Kişisel Verileri Koruma Kurulu (“Kurul”), 10.06.2025 Tarihli ve 2025/1072 sayılı İlke Kararı ile ürün ve hizmet sunumu sırasında ilgili kişilere SMS ile doğrulama kodu gönderilmesi suretiyle gerçekleştirilen kişisel verileri işleme faaliyetlerinin hukuka uygunluğunu değerlendirmiştir.
İncelemeye konu olan şikayet ve ihbarlar uyarınca, bir ürün veya hizmet alımına ilişkin ödeme yapma, kayıt açma, üyelik oluşturma, teklif oluşturma ve benzeri süreçlerde ilgili kişilerin iletişim bilgileri talep edilmektedir. Sonrasında ise ilgili kişilere SMS ile doğrulama kodu gönderilmekte ve ödeme, fatura gibi süreçlerde gerekli olduğu algısı yaratılarak bu doğrulama kodlarının bildirilmesi istenmektedir. Bununla birlikte, bu doğrulamanın akabinde ilgili kişilere söz konusu iletişim bilgileri üzerinden ticari elektronik ileti gönderildiği tespit edilmiştir.

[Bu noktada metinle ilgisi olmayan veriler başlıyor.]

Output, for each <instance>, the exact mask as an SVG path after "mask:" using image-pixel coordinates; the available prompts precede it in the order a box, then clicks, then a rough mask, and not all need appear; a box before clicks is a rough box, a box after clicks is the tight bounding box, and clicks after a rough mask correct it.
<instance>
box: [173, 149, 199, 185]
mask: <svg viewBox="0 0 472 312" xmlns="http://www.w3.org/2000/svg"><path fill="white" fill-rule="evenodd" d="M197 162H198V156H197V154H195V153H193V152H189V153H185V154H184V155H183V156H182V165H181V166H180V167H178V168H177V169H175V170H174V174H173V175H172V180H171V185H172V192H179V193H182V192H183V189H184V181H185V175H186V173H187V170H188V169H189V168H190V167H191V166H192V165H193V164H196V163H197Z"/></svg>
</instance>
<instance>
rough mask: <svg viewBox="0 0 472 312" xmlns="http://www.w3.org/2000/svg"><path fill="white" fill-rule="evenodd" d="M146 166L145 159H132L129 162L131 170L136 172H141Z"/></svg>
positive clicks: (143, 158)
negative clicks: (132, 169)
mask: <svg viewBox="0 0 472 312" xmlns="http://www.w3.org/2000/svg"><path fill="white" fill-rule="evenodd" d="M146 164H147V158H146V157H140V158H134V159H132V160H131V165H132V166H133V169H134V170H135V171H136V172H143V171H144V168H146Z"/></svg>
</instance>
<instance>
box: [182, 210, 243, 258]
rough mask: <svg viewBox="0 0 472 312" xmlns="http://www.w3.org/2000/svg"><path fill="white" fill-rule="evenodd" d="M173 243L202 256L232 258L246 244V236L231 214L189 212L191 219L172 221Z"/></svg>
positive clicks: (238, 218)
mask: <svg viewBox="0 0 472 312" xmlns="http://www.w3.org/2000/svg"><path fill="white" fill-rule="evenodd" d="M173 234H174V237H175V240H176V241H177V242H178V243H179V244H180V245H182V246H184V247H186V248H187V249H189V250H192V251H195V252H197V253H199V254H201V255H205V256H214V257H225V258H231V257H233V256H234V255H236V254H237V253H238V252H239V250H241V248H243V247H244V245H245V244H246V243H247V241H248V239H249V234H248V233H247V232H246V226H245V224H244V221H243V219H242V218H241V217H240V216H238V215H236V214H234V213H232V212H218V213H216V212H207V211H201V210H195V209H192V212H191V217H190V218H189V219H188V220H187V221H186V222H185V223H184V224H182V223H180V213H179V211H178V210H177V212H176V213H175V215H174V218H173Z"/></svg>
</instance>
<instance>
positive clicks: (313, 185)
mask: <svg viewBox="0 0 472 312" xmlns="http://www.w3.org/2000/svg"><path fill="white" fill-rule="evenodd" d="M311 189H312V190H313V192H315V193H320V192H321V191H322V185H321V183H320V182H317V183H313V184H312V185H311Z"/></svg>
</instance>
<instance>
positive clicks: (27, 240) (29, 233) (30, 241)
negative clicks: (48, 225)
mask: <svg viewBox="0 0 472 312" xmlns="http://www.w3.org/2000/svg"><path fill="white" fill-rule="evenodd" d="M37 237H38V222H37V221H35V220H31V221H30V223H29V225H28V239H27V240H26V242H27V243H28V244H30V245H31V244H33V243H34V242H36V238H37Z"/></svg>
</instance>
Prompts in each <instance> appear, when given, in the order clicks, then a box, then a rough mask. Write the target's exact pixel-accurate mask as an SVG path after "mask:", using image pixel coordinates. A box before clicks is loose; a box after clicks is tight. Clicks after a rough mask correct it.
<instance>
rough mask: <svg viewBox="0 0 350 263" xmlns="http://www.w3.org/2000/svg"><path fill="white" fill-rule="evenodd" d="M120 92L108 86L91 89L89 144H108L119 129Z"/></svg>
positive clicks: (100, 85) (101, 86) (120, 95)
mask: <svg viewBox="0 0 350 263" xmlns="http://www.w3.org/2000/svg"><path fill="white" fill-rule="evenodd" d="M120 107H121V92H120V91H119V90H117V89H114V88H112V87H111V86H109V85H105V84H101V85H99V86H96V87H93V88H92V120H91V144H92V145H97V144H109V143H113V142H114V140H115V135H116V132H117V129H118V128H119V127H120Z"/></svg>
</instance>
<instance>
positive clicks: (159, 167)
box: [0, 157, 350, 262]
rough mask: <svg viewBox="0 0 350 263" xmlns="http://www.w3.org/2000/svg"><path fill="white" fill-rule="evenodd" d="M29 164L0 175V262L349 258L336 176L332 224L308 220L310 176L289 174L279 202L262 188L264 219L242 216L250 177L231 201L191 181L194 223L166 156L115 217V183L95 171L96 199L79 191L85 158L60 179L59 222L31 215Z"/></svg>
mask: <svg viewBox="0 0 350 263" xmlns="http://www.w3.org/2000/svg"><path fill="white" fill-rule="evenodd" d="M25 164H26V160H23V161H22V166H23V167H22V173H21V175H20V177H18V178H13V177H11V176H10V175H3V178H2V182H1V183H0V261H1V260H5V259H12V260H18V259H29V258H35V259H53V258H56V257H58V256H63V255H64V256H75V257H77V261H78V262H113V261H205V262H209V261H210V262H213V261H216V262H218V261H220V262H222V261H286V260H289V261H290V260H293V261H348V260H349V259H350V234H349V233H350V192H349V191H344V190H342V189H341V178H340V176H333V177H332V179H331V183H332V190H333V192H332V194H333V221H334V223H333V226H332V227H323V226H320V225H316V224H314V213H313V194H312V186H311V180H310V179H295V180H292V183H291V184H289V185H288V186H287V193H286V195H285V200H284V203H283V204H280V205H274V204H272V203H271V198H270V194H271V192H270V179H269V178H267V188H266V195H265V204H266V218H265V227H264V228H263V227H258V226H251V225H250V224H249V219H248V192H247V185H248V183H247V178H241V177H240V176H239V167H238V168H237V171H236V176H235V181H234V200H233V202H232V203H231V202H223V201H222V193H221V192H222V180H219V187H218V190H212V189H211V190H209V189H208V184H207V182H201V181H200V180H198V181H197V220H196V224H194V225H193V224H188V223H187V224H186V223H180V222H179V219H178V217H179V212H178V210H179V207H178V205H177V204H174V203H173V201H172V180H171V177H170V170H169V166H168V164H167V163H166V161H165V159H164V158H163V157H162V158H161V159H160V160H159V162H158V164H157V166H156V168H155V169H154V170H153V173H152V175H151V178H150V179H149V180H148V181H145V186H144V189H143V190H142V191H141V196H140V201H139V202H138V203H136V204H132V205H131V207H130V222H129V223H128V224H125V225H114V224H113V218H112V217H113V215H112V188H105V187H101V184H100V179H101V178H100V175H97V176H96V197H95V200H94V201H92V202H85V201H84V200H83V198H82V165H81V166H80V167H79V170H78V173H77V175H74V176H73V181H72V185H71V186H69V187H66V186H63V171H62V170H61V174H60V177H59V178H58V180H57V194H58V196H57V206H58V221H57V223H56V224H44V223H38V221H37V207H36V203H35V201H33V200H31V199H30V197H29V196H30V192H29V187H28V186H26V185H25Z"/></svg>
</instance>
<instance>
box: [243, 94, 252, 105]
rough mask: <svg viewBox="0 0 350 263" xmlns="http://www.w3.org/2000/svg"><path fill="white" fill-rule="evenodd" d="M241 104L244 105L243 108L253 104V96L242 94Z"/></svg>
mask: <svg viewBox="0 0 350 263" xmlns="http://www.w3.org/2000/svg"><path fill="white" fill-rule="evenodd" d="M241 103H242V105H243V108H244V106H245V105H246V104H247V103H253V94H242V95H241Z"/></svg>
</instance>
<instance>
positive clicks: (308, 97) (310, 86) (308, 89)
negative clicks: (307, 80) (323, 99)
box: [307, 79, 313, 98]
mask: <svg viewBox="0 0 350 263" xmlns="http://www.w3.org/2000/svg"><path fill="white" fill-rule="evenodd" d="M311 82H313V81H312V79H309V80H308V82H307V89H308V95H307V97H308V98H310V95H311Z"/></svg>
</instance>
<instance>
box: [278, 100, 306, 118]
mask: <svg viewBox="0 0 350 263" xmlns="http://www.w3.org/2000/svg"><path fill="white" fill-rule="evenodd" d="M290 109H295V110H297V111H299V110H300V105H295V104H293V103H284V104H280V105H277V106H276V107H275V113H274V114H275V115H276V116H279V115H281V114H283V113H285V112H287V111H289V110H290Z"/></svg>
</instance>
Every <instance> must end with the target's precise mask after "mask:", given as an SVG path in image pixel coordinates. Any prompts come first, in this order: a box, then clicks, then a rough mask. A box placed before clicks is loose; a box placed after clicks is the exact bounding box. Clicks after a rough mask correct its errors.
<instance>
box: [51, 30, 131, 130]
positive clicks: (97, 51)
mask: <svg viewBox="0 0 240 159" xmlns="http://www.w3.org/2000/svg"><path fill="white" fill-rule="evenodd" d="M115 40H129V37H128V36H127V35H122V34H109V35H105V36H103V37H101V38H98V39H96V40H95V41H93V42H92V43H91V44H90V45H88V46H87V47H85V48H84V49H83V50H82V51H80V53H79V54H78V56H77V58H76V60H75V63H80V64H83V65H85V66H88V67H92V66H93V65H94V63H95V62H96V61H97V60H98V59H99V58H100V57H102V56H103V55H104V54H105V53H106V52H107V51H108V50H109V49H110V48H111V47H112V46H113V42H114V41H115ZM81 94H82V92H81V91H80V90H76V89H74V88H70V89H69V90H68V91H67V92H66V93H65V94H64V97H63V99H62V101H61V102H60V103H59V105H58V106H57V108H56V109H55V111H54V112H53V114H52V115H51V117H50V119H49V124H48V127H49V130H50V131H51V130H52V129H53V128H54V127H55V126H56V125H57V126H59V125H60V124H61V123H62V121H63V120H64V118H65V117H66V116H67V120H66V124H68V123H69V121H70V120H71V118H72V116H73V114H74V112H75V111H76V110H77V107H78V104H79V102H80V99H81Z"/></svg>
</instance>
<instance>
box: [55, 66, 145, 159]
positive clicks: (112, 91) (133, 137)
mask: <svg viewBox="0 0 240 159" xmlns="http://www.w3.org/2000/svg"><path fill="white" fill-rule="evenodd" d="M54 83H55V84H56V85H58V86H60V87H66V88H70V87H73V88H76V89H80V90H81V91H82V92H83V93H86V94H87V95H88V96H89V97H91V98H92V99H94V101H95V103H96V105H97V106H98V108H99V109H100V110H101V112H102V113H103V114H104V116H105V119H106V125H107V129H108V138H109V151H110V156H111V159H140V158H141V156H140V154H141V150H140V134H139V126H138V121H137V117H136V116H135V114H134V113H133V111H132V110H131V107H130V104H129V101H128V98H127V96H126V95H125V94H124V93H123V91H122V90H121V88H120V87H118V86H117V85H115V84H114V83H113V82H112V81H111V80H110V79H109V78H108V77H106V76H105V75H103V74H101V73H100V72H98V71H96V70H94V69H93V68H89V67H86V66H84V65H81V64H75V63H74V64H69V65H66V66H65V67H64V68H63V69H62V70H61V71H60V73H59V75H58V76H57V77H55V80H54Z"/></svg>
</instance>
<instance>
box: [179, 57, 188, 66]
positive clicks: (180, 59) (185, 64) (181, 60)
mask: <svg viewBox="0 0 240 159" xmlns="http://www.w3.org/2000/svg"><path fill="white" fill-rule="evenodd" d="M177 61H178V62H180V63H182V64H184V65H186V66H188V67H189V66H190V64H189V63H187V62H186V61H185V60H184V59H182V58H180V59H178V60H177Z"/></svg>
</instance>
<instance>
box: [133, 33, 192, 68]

Kurul, söz konusu şikayet ve ihbarlar üzerine konu hakkında kapsamlı bir inceleme gerçekleştirmiştir. Kurul’un değerlendirmesinde öncelikle, ilgili kişilere doğrulama kodu gönderilen SMS’lerin içeriklerinde ya da SMS gönderimi öncesinde veri sorumlusunca veya yetkilendirdiği kişilerce herhangi bir aydınlatma yapılmadığı görülmüştür. Buna ek olarak, söz konusu kodun ödeme işlemlerinin tamamlanması ya da bilgilerinin güncellenmesi için gerekli olduğu gerekçesi ile istenilmesine rağmen veri sorumlusu tarafından bu yolla ticari elektronik ileti gönderimine ilişkin açık rıza alınması suretiyle ilgili kişilerin yanıltıldığı tespit edilmiştir.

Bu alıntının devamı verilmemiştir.